The Soybean Processors Association of India (SOPA) has urged the Narendra Modi government to increase duty on imported crude soybean oil to 37.5% and 45% on refined soybean oil, which is the WTO bound rate. This will check large scale import of cheap soybean oil and enable the domestic industry to start soybean meal exports again. It will also encourage soybean and other oilseed growers, the association feels.
In a letter to the Prime Minister, SOPA chairman Davish Jain has said that the soybean processing industry has been going through one of its toughest periods for the last 3 years and many of the units have had to close down. The major reason for this is large scale import of cheap edible oils including soybean oil at low rate of duty which has pushed up our prices of soybean meal and made us uncompetitive in the world market. Our exports have fallen from a high of Rs. 15000 crores to just Rs. 1500 crores during the last four years. The attached table and graph clearly show that as the soybean oil imports went up, soybean meal exports went down correspondingly and from a net foreign exchange earning of Rs. 6545 Crores in 2012-13, there was a net foreign exchange outflow of Rs. 19419 Crores in 2015-16. The net impact of increased soy oil import alone would be Rs. 25664 Crores.
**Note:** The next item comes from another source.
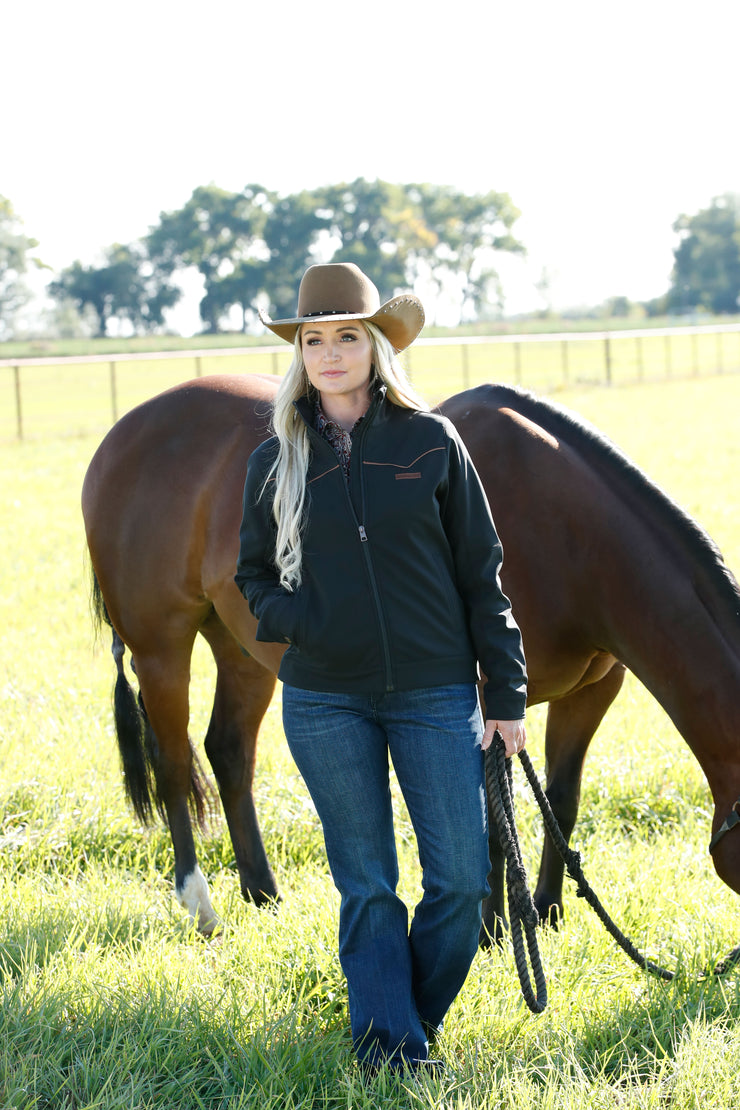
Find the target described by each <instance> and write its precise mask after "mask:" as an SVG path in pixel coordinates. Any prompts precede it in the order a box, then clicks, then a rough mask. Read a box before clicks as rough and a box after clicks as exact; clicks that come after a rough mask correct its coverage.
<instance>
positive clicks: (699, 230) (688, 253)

"The burgeoning import of soybean oil which has increased several fold from a mere 10.55 lakh tons per annum (average of 2011-13) to 40 lakh tons (likely import in 2016) is also detrimental to the interest of oilseed cultivation in the country and will take us toward being totally dependent on imported oil as our own production of oilseeds may further go down," the letter adds.
At a time when the entire oilseed processing industry, particularly the soybean processing units are in great distress and facing closure because of cheap oil imports, the lobby of a handful of large importers and refiners have taken the opposite view in their own self-interest and have asked the government for reduction in duty on crude edible oil. This move has created a clear demarcation between the interests of business, led by importers versus the industry which is striving hard to survive.
The decision to maintain a duty differential of 7.5% between refined and crude oil was taken after careful consideration and a thorough investigation by the Tariff Commission (Ministry of Finance) into all aspects of oil refining. The cost of crude oil refining is not more than 5% at current prices and the 7.5% duty differential adequately protects the interest of crude oil importers. The demand for higher differential duty is, therefore, totally unjustified.
Right now when the very survival of the indigenous crushing industry is at stake, any reduction in duty will only mean more sickness, moving away of farmers from soybean cultivation and further increase in our dependence on imports. If the foreign suppliers were to take advantage of the situation and increase edible oil prices, the story of pulses may get repeated in edible oils also, Jain said in the letter.